Amnesty international défend la thèse du complot et affirme que les témoins ont parlé sous la contrainte de la police. « Quand l’accusé est noir et la victime blanche, la probabilité que la peine de mort soit imposée est plus grande. Quand la victime est un policier blanc, l’accusé n’a presque aucune chance », a déclaré Sarah Totonchi, membre du comité de soutien de Troy Davis.

Un million d’Africains-américains en prison, soit la moitié de la population carcérale américaine

De nombreuses voix s’élèvent pour dénoncer le traitement différent qui serait accordé par la justice américaine aux condamnés blancs et à ceux noirs. Il y a aujourd’hui un million d’Africains-américains en prison, soit la moitié de la population carcérale américaine, alors qu’ils ne représentent que 14% de la population.
Quoi qu’il en soit, Barack Obama ne s’est pas prononcé sur le sort de Troy Davis alors que les circonstances devraient le pousser à le défendre : aucune accusation de pédophilie.

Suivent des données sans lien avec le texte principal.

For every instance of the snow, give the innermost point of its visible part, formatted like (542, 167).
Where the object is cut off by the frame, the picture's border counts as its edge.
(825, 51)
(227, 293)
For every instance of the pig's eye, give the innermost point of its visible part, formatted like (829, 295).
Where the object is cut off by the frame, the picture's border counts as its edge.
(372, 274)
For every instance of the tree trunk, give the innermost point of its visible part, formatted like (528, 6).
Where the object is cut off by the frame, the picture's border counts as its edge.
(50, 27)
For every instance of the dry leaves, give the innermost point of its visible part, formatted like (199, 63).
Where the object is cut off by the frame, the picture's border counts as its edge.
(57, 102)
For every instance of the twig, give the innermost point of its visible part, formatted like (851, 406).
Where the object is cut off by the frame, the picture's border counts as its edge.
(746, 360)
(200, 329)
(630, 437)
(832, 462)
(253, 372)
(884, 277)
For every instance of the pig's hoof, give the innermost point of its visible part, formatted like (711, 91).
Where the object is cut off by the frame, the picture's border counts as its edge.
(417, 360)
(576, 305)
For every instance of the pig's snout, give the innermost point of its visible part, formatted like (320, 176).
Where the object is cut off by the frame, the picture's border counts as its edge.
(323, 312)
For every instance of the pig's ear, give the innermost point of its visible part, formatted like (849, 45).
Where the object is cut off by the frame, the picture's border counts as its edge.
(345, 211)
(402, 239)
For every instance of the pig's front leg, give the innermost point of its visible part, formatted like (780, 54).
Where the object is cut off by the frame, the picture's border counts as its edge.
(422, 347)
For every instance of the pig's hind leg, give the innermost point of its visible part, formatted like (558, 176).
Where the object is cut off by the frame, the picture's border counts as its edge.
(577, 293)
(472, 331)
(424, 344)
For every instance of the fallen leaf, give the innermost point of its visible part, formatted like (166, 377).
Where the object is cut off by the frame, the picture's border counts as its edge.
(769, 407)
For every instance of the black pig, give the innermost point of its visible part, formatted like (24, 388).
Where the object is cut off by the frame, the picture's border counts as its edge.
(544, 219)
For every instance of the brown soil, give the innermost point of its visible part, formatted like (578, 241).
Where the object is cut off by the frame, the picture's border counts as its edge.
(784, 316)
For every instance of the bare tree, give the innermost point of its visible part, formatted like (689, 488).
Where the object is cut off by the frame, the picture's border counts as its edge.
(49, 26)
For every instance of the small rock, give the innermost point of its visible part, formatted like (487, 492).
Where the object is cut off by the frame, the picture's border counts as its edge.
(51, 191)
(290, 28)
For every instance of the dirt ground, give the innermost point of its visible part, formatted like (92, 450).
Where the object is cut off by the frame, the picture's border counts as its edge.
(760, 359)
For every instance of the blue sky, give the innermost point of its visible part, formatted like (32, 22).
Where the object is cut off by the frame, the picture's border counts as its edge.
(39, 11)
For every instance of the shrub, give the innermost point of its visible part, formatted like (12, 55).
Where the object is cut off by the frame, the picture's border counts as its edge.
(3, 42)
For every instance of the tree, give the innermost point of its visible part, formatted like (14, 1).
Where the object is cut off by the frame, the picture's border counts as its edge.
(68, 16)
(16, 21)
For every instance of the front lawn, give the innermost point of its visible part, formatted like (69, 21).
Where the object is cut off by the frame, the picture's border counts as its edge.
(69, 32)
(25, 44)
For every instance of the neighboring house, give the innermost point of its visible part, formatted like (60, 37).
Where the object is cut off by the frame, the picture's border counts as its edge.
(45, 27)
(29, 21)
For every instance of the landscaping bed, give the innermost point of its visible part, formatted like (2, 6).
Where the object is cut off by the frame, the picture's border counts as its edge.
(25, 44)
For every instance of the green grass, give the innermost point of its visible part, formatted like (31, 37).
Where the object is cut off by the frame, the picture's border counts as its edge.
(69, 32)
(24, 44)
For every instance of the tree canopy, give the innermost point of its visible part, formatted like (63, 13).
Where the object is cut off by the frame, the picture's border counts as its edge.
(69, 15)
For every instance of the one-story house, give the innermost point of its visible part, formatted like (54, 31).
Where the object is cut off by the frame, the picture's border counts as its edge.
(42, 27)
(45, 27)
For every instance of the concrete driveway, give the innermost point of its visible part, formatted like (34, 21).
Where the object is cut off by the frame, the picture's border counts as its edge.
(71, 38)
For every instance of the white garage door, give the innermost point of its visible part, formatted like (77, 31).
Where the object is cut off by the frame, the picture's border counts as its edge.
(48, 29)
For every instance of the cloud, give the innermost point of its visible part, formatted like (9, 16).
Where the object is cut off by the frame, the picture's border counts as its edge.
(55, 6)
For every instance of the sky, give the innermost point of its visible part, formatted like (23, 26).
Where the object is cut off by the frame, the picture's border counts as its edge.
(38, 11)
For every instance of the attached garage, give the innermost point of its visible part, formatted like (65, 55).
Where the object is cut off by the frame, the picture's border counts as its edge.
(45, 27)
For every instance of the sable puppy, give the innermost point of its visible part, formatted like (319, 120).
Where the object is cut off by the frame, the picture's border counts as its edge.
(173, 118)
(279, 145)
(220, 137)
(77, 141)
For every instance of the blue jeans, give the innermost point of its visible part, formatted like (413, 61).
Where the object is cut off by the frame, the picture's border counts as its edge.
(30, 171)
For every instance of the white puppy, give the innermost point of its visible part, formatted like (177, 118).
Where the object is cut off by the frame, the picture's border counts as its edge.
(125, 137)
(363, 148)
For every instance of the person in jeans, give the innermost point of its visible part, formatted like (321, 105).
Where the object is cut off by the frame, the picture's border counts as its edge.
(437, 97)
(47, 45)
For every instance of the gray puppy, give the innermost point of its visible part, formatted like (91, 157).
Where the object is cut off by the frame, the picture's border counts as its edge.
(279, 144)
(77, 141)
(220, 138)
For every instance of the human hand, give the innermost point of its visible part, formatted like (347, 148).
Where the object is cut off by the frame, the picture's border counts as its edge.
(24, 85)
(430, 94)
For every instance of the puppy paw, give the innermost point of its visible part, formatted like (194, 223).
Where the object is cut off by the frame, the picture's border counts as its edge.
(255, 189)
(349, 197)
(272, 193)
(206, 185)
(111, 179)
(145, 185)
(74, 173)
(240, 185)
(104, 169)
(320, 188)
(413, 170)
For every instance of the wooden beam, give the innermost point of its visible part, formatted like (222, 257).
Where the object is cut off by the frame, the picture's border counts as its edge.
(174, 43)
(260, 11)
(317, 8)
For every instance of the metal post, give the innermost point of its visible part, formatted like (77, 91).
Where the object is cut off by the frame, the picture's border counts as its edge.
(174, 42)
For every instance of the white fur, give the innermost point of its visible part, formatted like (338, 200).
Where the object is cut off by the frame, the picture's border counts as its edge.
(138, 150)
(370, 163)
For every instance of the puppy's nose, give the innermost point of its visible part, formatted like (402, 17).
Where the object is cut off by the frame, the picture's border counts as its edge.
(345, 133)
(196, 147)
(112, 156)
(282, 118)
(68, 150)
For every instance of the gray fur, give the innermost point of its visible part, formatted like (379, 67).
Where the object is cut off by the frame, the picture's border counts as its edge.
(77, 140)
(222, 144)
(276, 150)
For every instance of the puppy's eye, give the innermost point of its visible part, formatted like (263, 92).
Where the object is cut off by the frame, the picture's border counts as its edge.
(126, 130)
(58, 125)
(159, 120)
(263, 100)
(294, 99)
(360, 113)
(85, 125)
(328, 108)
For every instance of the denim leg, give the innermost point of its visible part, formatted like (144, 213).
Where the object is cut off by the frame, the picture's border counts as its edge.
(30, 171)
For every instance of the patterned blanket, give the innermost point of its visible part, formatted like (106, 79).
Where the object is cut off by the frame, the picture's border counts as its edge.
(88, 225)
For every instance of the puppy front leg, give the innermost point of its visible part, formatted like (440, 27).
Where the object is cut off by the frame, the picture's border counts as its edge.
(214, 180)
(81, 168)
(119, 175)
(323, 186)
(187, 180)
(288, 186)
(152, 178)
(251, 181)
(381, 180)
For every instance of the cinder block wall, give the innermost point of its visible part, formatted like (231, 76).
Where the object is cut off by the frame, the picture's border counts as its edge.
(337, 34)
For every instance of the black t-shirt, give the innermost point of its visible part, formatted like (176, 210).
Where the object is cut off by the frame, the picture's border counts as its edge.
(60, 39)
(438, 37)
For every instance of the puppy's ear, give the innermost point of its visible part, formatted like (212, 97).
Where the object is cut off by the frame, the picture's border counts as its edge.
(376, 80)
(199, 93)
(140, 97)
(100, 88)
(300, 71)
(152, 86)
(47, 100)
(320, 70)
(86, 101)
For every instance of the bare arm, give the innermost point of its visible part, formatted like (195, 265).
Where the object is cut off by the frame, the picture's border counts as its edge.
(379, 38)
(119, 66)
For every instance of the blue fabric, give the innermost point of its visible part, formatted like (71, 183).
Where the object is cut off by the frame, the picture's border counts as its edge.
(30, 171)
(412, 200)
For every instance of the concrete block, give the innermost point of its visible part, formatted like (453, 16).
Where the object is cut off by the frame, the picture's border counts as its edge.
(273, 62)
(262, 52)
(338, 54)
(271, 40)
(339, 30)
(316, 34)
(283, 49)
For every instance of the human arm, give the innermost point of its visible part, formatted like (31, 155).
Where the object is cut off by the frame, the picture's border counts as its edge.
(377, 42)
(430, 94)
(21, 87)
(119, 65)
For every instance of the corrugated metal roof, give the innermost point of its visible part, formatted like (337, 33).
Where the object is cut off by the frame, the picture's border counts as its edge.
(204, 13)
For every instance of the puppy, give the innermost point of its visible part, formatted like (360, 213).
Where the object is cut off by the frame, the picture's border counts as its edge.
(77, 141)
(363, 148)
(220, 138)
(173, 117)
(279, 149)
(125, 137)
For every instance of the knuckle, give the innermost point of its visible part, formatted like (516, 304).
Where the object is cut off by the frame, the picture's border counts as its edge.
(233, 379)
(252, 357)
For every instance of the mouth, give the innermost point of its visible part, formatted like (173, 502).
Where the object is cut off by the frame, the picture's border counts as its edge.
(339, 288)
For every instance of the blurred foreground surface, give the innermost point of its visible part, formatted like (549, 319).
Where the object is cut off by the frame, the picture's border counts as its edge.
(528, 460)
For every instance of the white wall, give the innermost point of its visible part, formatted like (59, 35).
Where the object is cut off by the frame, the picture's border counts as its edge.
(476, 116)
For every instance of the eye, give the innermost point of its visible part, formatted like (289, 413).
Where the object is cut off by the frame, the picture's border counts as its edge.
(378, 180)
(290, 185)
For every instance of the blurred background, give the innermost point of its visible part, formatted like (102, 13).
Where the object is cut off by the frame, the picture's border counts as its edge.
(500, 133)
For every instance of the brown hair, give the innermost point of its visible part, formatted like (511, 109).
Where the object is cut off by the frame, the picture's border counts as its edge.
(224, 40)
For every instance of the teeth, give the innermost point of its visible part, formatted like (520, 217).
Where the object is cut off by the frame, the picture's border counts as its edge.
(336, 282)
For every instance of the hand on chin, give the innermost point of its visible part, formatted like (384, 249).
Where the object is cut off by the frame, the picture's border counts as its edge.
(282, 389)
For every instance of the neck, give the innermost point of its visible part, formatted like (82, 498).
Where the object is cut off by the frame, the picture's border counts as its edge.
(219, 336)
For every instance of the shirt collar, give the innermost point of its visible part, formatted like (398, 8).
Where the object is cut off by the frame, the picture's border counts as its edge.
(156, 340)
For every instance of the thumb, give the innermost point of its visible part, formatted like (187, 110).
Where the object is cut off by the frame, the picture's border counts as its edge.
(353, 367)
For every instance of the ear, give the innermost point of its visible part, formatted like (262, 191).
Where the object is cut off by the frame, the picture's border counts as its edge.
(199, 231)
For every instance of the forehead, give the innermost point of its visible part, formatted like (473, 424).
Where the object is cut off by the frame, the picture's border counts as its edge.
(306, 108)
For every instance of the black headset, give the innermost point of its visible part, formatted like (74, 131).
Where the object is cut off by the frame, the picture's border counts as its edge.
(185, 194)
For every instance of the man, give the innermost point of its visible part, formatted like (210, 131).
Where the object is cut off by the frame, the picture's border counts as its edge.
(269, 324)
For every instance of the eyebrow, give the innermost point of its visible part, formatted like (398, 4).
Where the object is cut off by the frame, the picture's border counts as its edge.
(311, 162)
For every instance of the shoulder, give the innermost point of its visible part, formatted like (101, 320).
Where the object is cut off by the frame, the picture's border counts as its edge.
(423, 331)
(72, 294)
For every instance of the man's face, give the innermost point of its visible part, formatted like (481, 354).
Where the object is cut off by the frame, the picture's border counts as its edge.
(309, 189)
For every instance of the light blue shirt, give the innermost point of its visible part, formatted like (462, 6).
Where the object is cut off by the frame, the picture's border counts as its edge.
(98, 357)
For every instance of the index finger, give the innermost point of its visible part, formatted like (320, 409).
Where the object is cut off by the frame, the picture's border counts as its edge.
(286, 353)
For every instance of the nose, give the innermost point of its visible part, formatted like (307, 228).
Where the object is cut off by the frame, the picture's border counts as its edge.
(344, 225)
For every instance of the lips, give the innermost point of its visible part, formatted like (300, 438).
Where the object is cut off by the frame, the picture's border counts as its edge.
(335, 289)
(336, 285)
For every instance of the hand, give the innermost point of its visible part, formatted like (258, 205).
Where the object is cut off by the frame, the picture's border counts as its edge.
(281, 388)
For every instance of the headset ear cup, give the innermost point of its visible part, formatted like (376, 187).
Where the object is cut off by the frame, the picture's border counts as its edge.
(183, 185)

Le sénateur de l’Illinois se défend depuis le début de sa course à la présidence d’être le candidat des afro-américains, rappelant régulièrement qu’il est métis. Peur de la ghettoïsation ou volonté réelle de transcender les clivages ethniques ? Peur de la défaite ? Quoi qu’il en soit, Barack Obama ne prend pas trop de risque en qualifiant d’horrible le viol d’un enfant de huit ans. Bien décidé à s’installer dans le bureau ovale dès le 1er janvier prochain, il tente de ne pas trop s’impliquer dans ce sujet trop délicat à trois semaines du vote.
Rappelons qu’un sondage Gallup Poll, paru en 2007, révélait que 69 % des Américains étaient favorables à la peine de mort.

Le Centre d’information sur la peine de mort cite aujourd’hui une dizaine de cas de personnes exécutées depuis 1983 alors que des doutes subsistaient sur leur culpabilité. 130 autres ont été innocentées depuis 1973, après avoir passé parfois plus de 25 ans dans le couloir de la mort et sans aucune indemnisation.

Difficile de calculer le nombre d’erreurs judiciaires réelles et le nombre d’innocents exécutés à tort, cependant le débat prend de plus en plus de place dans la sphère publique américaine. La chaîne de télévision FOX est allée jusqu’à en faire le scénario d’une de ses séries phare, « Prison Break », dans laquelle le héros fait échapper son frère, condamné à la chaise électrique à la suite d’une erreur judicaire. La série fait paradoxalement beaucoup d’audience dans un pays où près des trois quarts de la population se prononce en faveur de la peine de mort comme châtiment suprême.